Bottom line: If you want girl, marrying someone from a family with a low male/female ratio won’t help you. Try sperm sortation instead.
READER COMMENTS
Bob Murphy
Jan 6 2010 at 8:06pm
I’m really surprised Bryan that you of all people would have had a “gut feeling” about something for which there is a 25% chance (i.e. 3 kids of same sex).
I still suspect it’s your parenting style that made them turn out all boys.
RL
Jan 6 2010 at 8:43pm
“Bottom line: If you want girl, marrying someone from a family with a low male/female ratio won’t help you”
Damn! And I let the otherwise perfect girl go out of my life solely based on this now-I-see fallacious reasoning!! (I recall our parting: “It’s not you, darling; it’s your family’s high male/female ratio…”)
David C
Jan 6 2010 at 11:52pm
In regards to sperm sortation, how does anybody prevent the same problems that are currently happening with adoption? Won’t this cause a large increase in the female population in the US, possibly resulting in widespread polygamy? Oh wait, I’m a guy. I’m supposed to be in favor of this.
Problem 2:
What about the 9% of Johns who should have been Janes? What about the 24% of Janes who should have been Johns? When parents normally roll the dice, it’s 50/50 and nobody needs to know.

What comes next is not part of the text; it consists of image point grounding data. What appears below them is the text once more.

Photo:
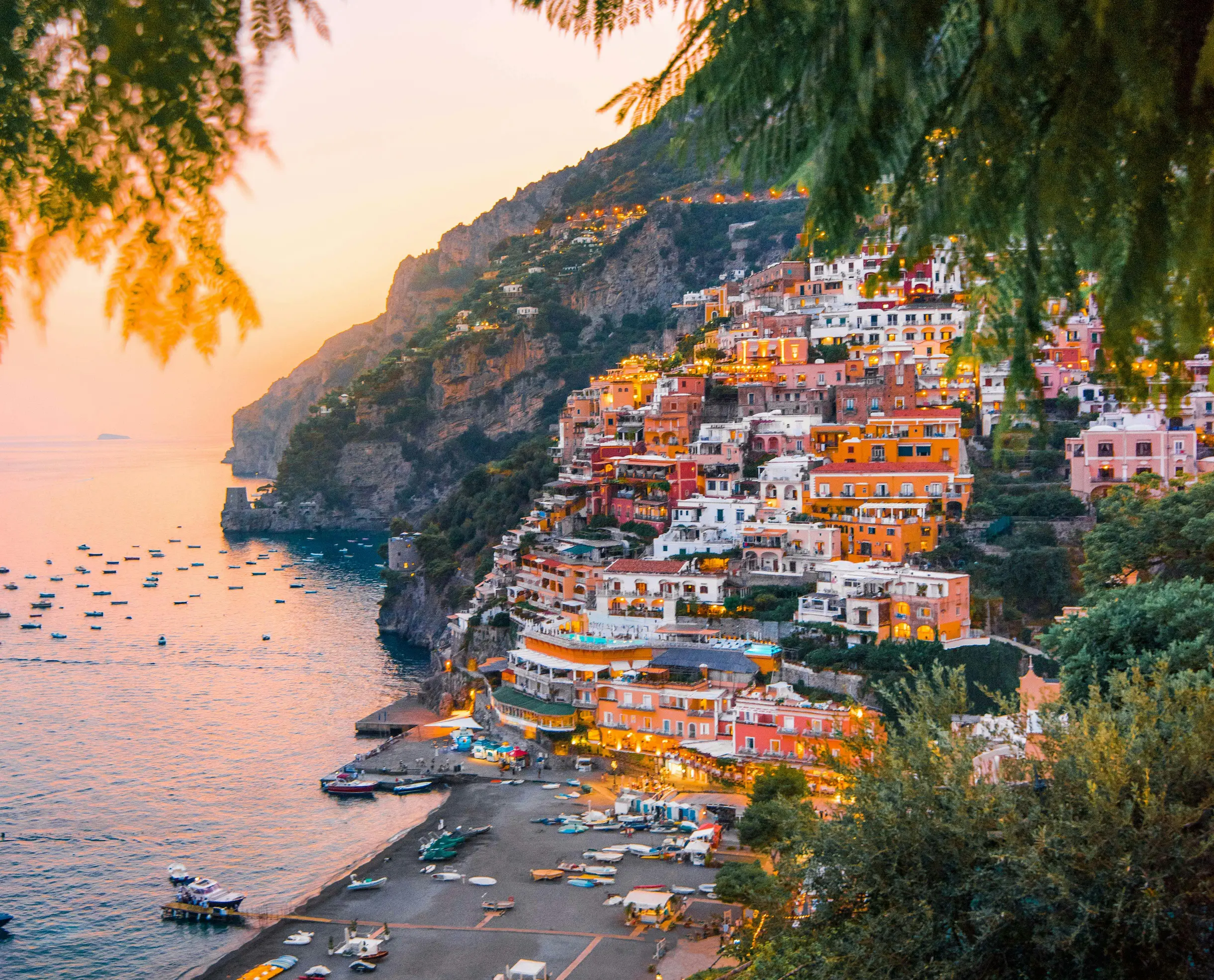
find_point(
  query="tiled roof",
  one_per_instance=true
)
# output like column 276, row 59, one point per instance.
column 860, row 469
column 642, row 566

But with this procedure, there’s a record out there, and the child will have access to it. How does any parent go about telling their kid that they were a mistake?
Tracy W
Jan 7 2010 at 7:02am
David C – don’t many parents now have kids that were a mistake? Lots of people around nowdays were born because of a contraception failure. Before modern contraception, lots of people were conceived before the wedding, or without a wedding, which was, at least in the West, a mistake back then.

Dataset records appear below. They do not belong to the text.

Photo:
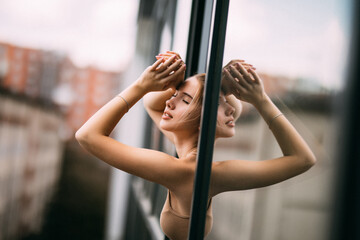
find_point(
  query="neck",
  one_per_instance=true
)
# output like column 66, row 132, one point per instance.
column 186, row 145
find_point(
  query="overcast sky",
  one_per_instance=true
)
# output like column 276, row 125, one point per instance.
column 302, row 38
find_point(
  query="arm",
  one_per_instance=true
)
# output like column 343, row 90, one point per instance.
column 154, row 102
column 94, row 134
column 297, row 156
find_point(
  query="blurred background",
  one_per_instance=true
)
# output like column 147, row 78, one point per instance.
column 61, row 60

Or take the case where one person is widowed and then remarries and has kids with the new spouse, what does that imply to the kids about their existance? (Assume that the widower did not kill their late spouse in self-defence).
paul
Jan 7 2010 at 11:30am
“it takes a man to make a man” … ; )
David C
Jan 7 2010 at 12:16pm
Tracy W,
A kid doesn’t necessarily need to know about a contraception failure. But I’ll grant that there are similar circumstances already around. My question is why increase the number of people in said circustances.
caveat bettor
Jan 8 2010 at 9:03am
Bryan, I only skimmed the article at the link you provided, but it seems to me that the conclusions are drawn ACROSS the significant sample, not WITHIN FAMILIES. Let me know if that is incorrect.
elliott sober
Feb 5 2010 at 1:17pm
Your article reports the best fitting model of the class of models you considered. I wonder what the results would be if you compared models that differed in their number of adjustable parameters, and didn’t just look at the best fitting model (which is bound to be pretty complex), and instead used a model evaluation criterion like AIC (the Akaike information criterion). What would the bottom line be then?